Si l'on admet ce principe absurde qu'une récompense est due à un artiste parce qu'il a du talent,—comme si la vraie, la seule récompense pour un artiste n'était pas d'avoir du talent ou même du génie,—on attribuera le don de cette 3e médaille au tableau mythologique de M. Briguiboul, qui est parmi les œuvres refusées et non au tableau reçu. C'est pourtant ce dernier qui a valu à son auteur le grand honneur de 3e classe dont nous venons de parler.
Les jours de distribution de prix, les lycéens ne sont pas plus heureux et plus émus que les artistes ne le sont quand un ministre ou un maréchal leur octroye, dans une cérémonie solennelle, au nom de l'Empereur, des récompenses diverses.
Quant à moi, si j'étais guerrier, je ne combattrai que pour combattre,—parce que ce serait mon devoir,—et non pour obtenir un grade ou une croix; peintre, je ne peindrai que pour faire de beaux tableaux—et non pour être applaudi ou récompensé; travailler pour soi-même me paraît une superbe maxime que je voudrais lire en lettres d'or sur champ d'azur chez tous les artistes.
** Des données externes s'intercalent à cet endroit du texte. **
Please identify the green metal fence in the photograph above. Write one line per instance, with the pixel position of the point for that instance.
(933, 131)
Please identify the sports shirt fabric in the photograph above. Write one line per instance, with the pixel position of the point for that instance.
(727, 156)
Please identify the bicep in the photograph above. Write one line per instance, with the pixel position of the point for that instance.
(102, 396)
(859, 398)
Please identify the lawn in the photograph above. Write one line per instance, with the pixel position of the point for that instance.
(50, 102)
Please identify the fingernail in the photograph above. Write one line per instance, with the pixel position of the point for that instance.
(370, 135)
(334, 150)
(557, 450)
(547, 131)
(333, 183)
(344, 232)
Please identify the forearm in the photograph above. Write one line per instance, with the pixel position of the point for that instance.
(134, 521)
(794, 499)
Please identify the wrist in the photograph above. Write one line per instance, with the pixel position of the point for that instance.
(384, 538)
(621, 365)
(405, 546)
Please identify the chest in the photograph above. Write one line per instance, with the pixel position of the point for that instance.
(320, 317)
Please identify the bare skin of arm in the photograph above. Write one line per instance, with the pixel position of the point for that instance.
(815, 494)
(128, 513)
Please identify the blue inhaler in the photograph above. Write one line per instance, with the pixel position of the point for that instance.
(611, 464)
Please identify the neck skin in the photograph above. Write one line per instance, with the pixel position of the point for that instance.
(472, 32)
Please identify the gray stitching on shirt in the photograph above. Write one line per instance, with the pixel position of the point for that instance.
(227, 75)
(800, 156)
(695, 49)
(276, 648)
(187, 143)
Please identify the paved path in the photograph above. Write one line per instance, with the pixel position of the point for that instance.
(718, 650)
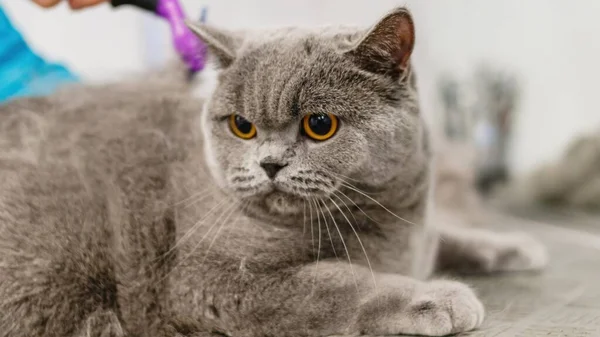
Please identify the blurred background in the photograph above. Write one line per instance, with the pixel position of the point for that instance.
(516, 78)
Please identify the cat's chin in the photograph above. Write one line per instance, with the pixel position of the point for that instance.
(282, 203)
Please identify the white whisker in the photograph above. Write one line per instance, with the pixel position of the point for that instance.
(343, 243)
(380, 205)
(358, 238)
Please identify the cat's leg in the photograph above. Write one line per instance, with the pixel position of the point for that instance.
(337, 299)
(102, 323)
(476, 250)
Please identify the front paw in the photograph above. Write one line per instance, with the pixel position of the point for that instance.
(516, 252)
(437, 308)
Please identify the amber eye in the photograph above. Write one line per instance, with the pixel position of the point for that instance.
(241, 127)
(320, 126)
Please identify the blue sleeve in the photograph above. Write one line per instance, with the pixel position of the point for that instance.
(23, 72)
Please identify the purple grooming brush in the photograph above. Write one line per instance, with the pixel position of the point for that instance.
(191, 50)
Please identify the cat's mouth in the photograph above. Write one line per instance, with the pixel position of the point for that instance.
(282, 202)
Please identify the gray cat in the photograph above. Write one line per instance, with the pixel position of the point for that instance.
(295, 204)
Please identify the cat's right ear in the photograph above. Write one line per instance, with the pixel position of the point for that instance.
(222, 44)
(387, 47)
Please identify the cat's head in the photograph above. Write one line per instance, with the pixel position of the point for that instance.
(297, 114)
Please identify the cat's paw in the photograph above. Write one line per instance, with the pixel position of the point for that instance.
(515, 252)
(436, 308)
(442, 308)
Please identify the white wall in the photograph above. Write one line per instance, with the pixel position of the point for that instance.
(551, 45)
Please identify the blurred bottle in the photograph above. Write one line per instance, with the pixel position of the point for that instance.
(23, 72)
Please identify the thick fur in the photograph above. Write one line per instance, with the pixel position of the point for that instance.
(131, 210)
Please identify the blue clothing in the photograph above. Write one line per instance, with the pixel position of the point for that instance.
(22, 72)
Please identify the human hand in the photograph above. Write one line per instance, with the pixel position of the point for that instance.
(74, 4)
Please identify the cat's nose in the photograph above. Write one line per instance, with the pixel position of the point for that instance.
(272, 168)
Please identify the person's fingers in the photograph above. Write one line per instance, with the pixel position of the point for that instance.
(79, 4)
(47, 3)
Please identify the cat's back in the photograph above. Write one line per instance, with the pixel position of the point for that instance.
(77, 169)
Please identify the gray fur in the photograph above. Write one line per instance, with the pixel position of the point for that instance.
(125, 211)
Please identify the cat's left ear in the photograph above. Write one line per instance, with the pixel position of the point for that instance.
(221, 43)
(387, 47)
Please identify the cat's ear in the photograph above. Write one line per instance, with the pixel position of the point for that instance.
(222, 44)
(387, 47)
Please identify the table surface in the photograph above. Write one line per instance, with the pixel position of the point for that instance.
(564, 300)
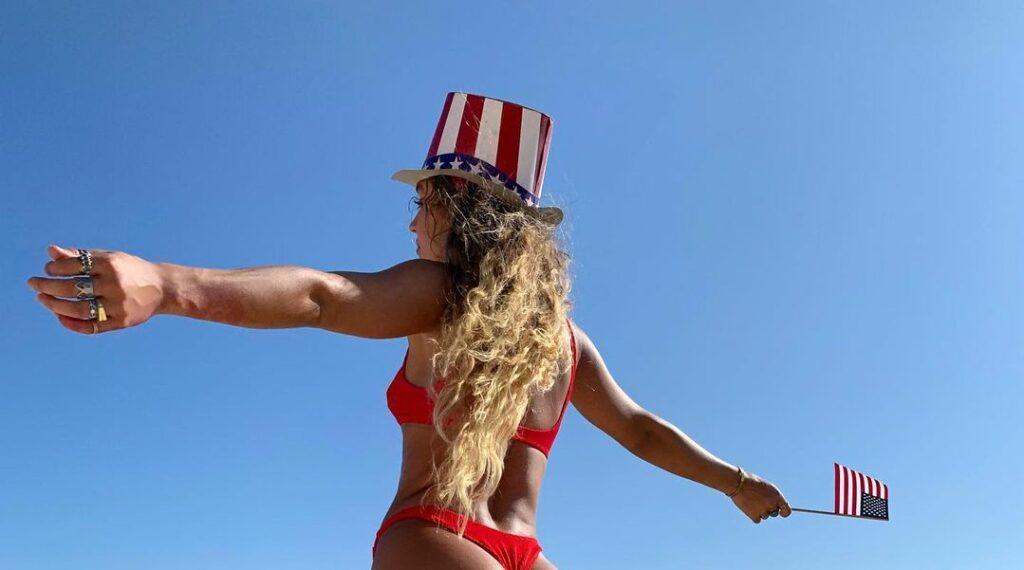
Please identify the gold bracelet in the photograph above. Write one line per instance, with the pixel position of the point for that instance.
(739, 471)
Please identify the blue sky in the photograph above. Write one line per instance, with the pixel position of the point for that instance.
(796, 231)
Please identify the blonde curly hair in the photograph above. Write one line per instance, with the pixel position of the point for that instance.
(503, 337)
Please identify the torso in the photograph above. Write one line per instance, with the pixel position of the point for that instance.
(513, 507)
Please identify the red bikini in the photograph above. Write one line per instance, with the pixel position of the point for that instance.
(411, 404)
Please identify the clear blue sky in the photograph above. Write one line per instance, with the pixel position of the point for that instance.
(796, 231)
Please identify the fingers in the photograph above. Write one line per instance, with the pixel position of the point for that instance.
(61, 287)
(74, 309)
(65, 261)
(87, 326)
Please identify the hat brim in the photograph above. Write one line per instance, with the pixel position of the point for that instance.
(413, 177)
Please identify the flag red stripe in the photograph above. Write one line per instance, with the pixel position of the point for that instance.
(469, 129)
(508, 140)
(837, 485)
(440, 126)
(544, 142)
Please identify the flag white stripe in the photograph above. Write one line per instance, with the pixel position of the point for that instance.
(856, 494)
(842, 489)
(452, 123)
(486, 139)
(528, 133)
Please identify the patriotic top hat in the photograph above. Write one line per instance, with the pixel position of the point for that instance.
(500, 145)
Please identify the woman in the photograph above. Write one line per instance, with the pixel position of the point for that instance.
(493, 359)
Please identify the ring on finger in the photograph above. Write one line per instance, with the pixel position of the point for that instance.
(83, 288)
(86, 258)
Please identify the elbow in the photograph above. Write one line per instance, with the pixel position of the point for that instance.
(640, 434)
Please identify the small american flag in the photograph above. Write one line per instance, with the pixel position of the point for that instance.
(859, 494)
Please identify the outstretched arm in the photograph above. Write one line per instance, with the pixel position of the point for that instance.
(603, 403)
(395, 302)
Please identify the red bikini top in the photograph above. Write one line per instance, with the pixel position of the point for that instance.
(411, 404)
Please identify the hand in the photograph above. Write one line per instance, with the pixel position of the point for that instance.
(759, 498)
(129, 288)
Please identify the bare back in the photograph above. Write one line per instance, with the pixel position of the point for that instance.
(513, 508)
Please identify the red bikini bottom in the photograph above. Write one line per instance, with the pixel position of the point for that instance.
(514, 552)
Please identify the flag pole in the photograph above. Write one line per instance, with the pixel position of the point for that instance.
(837, 514)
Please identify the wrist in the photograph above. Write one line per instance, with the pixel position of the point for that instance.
(171, 281)
(740, 480)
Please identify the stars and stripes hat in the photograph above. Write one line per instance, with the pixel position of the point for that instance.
(500, 145)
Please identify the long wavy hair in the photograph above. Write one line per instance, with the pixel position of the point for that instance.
(503, 337)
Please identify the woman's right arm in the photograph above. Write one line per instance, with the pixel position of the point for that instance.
(401, 300)
(406, 299)
(265, 297)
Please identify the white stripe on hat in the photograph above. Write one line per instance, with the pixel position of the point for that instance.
(486, 139)
(452, 123)
(528, 134)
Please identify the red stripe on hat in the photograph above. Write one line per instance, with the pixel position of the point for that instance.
(508, 140)
(470, 127)
(543, 143)
(440, 126)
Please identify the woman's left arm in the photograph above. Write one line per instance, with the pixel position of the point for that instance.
(602, 402)
(606, 405)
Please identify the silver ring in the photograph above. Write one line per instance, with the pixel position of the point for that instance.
(83, 288)
(86, 258)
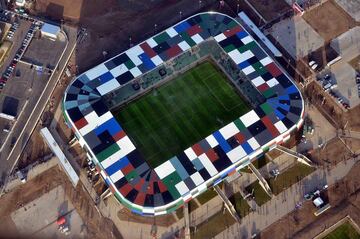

Arriver à être content de soi, à savoir, à être sûr qu'on a bien fait, est la vraie gloire, la seule durable, la seule que se transmettent les hommes de génie, frères de celui qui l'a conquise.
Quel jury, quel souverain pourraient me donner tort ou raison contre moi-même. Quoi!—il dépendrait d'un homme parvenu—ou de plusieurs—d'annihiler mon œuvre ou d'augmenter sa valeur! J'oserais me dire artiste et je n'aurais pas d'opinion! Le jugement même d'un grand homme prévaudrait contre le mien, quand je sais, quand j'ai appris, étudié, travaillé, quand j'ai vécu et fait mon œuvre! Non, mille Dieux! répondrais-je. Je suis libre, je sens, je suis convaincu, je discute et je maintiens ce que j'ai fait!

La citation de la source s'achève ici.